The battery project will serve the TTC, Deffisol, and Forsun solar plants, each rated at 25 MW for a combined 75 MW, according to Toyota Tsusho.
The company identified its EPC partner for the battery works as “Eiffage RMT,” described in the release as a German engineering firm; the romanized name has not been independently verified and may refer to an Eiffage subsidiary or affiliate. Total project cost is put at €48.6 million ($55.4 million), with completion targeted 15 months after contract effectuation, or around September 2027.
Toyota Tsusho’s earlier Pobè contract, awarded in 2023 for a 25 MW solar plant with the same engineering, procurement and construction (EPC) partner, reached commercial operation in March 2026.
Toyota Tsusho said Benin’s electrification rate remains in the 40% range, with the country relying on power imports and thermal generation to cover demand.

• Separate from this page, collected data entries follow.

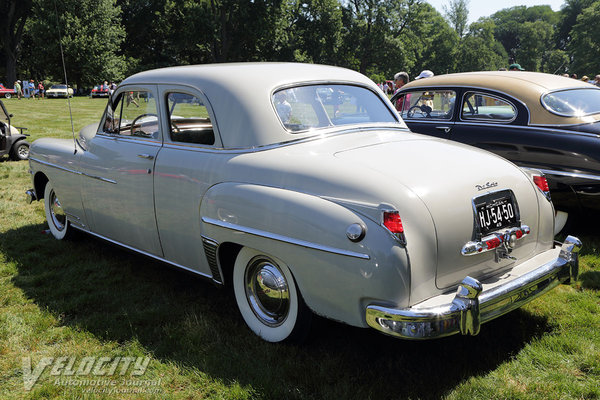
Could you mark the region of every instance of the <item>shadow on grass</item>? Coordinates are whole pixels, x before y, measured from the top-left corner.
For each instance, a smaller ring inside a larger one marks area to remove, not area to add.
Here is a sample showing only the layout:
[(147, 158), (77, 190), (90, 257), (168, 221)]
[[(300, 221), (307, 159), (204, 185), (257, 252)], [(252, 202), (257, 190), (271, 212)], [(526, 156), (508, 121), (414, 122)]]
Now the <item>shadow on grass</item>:
[(135, 339), (184, 371), (251, 385), (264, 398), (438, 398), (550, 330), (518, 310), (475, 337), (409, 342), (316, 318), (304, 345), (269, 344), (246, 328), (229, 290), (87, 235), (58, 242), (44, 229), (0, 237), (17, 266), (14, 284), (41, 309), (100, 340)]

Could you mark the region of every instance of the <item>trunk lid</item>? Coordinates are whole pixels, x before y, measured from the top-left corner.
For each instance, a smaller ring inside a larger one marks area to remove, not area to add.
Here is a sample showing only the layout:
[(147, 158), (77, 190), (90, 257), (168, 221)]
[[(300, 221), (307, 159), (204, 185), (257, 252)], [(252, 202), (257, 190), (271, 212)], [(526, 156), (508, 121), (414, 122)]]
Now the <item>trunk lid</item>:
[[(435, 284), (439, 289), (458, 284), (465, 276), (477, 279), (497, 275), (515, 263), (531, 257), (537, 243), (539, 206), (536, 188), (514, 164), (470, 146), (438, 139), (392, 141), (339, 151), (341, 159), (361, 163), (364, 167), (385, 174), (390, 184), (402, 184), (418, 196), (429, 210), (435, 227), (437, 253)], [(520, 239), (511, 253), (515, 260), (495, 260), (495, 252), (464, 256), (463, 246), (477, 239), (474, 199), (484, 195), (492, 198), (499, 191), (514, 194), (521, 224), (531, 233)], [(403, 207), (394, 204), (400, 216)], [(411, 248), (410, 233), (420, 229), (415, 221), (405, 224), (407, 249)], [(412, 268), (419, 268), (413, 265)]]

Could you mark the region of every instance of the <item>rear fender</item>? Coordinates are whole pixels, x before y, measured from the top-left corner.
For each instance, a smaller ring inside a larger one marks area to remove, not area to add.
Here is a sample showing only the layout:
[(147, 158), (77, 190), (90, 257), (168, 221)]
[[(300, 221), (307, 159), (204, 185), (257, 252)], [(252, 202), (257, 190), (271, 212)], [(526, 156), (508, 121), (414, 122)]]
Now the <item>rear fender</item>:
[[(222, 183), (200, 206), (202, 233), (217, 243), (236, 243), (283, 260), (317, 314), (367, 326), (366, 304), (408, 301), (405, 249), (384, 228), (344, 206), (291, 190)], [(360, 224), (365, 236), (346, 235)]]

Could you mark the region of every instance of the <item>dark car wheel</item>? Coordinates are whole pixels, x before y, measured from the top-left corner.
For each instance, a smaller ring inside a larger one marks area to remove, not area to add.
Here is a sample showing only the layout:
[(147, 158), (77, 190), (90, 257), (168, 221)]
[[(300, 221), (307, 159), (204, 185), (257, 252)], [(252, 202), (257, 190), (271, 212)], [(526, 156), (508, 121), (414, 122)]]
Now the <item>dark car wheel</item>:
[(10, 158), (15, 161), (27, 160), (29, 158), (29, 143), (24, 140), (15, 143), (10, 152)]
[(4, 97), (6, 97), (7, 99), (10, 99), (12, 96), (10, 95), (10, 93), (5, 93)]

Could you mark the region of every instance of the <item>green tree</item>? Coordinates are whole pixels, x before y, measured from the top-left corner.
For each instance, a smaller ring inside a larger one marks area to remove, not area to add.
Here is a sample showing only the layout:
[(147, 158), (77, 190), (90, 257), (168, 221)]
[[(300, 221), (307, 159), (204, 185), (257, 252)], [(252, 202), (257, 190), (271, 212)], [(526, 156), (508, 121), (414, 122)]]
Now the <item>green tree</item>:
[(123, 79), (124, 30), (114, 0), (34, 0), (32, 13), (24, 36), (28, 73), (63, 81), (62, 44), (67, 77), (78, 88)]
[(490, 18), (480, 18), (469, 26), (457, 54), (458, 71), (490, 71), (506, 65), (506, 51), (494, 37), (495, 28)]
[(444, 14), (460, 38), (467, 30), (469, 21), (469, 0), (450, 0), (448, 5), (444, 5)]
[(17, 79), (17, 57), (31, 6), (32, 0), (0, 0), (0, 44), (6, 57), (6, 82), (9, 87)]
[(559, 13), (550, 6), (505, 8), (491, 16), (494, 36), (502, 43), (511, 61), (538, 71), (555, 49), (554, 27)]
[(583, 9), (571, 30), (568, 50), (573, 57), (572, 72), (580, 75), (595, 75), (600, 66), (600, 1)]

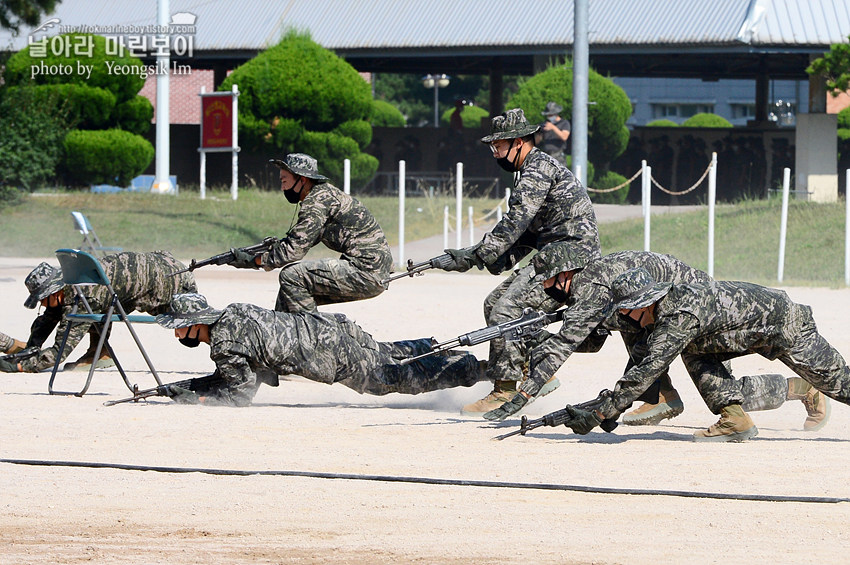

The company said the battery system is intended to absorb solar output variability and improve grid-wide stability across the three-plant Pobè cluster.
Benin had targeted 150 MW of installed solar capacity by 2026, according to a 2023 Toyota Tsusho announcement on the original Pobè plant. The addition of battery storage to the existing 75 MW Pobè cluster reflects a broader pattern across West African solar markets, where storage is increasingly bundled with new capacity rather than retrofitted later.